PALIN: Our fear being that extreme environmentalists will use this tool, the ESA, to eventually just curtail or halt North Slope production of very rich sources that America needs. We need that oil, we need that gas. And I'm glad you're fired up about it, Glenn…

LOBET: Palin said her position reflected that of Alaska scientists. But documents later showed state biologists do consider the bears to be in peril.

Alaska has witnessed stronger climate changes than any other state. But Palin has not led on the issue. She's expressed doubt about human activity as a major cause of global warming. A climate cabinet she appointed reported how Alaskans can adapt to loss of sea ice and fisheries and eroding coastlines. And In joining the western states' Climate Initiative, Palin chose observer status. Again, environmental attorney Frances Raskin.
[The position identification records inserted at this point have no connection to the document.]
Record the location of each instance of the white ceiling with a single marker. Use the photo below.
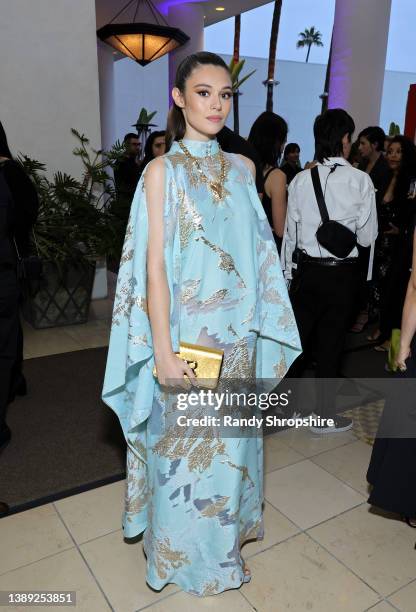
(107, 9)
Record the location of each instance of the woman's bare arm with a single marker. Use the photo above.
(276, 186)
(168, 365)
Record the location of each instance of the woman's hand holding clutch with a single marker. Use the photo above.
(171, 370)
RASKIN: The key word there is "observer." I think Governor Palin probably is under a lot of pressure to do something about global warming, since it is a tremendous threat to Alaska. It’s threat to our fisheries, it’s a threat to infrastructure and to the native villages that are often right on the edge of the coast where they are suffering terrible erosion. But she has not signed on to any binding goals or come up with any ideas for reducing the addiction to oil.


(Courtesy of the Republican National Convention)

LOBET: In contrast, Senator McCain has been a leader in Congress on the issue. He supports a cap and trade system to bring down emissions. But some supporters say despite differences with her running mate, Palin could be very effective on environment and energy issues. Again, former Alaska GOP legislative leader Rick Halford.

HALFORD: She's an excellent communicator and she's fairly courageous – and I think those are the ways he would use her.

LOBET: How Palin would fit in really depends on John McCain's governing style. Mark Trautwein observed John McCain up close for 20 years, beginning in 1982 when his boss, Congressman Mo Udall of Arizona, and McCain worked together on the House Interior Committee. He says the senator's approach to politics is extremely personal.

TRAUTWEIN: And this is obviously a new relationship he has with Governor Palin, so it is in the process of becoming. A vice president Palin's influence on a President McCain would depend on whether he truly likes and respects her, and that we just don't know.

LOBET: What we do know is that if the GOP ticket wins, we'll have a vice president shaped by a state where wilderness seems endless, and where more than 40 percent of revenue comes from petroleum.

For Living on Earth, I'm Ingrid Lobet.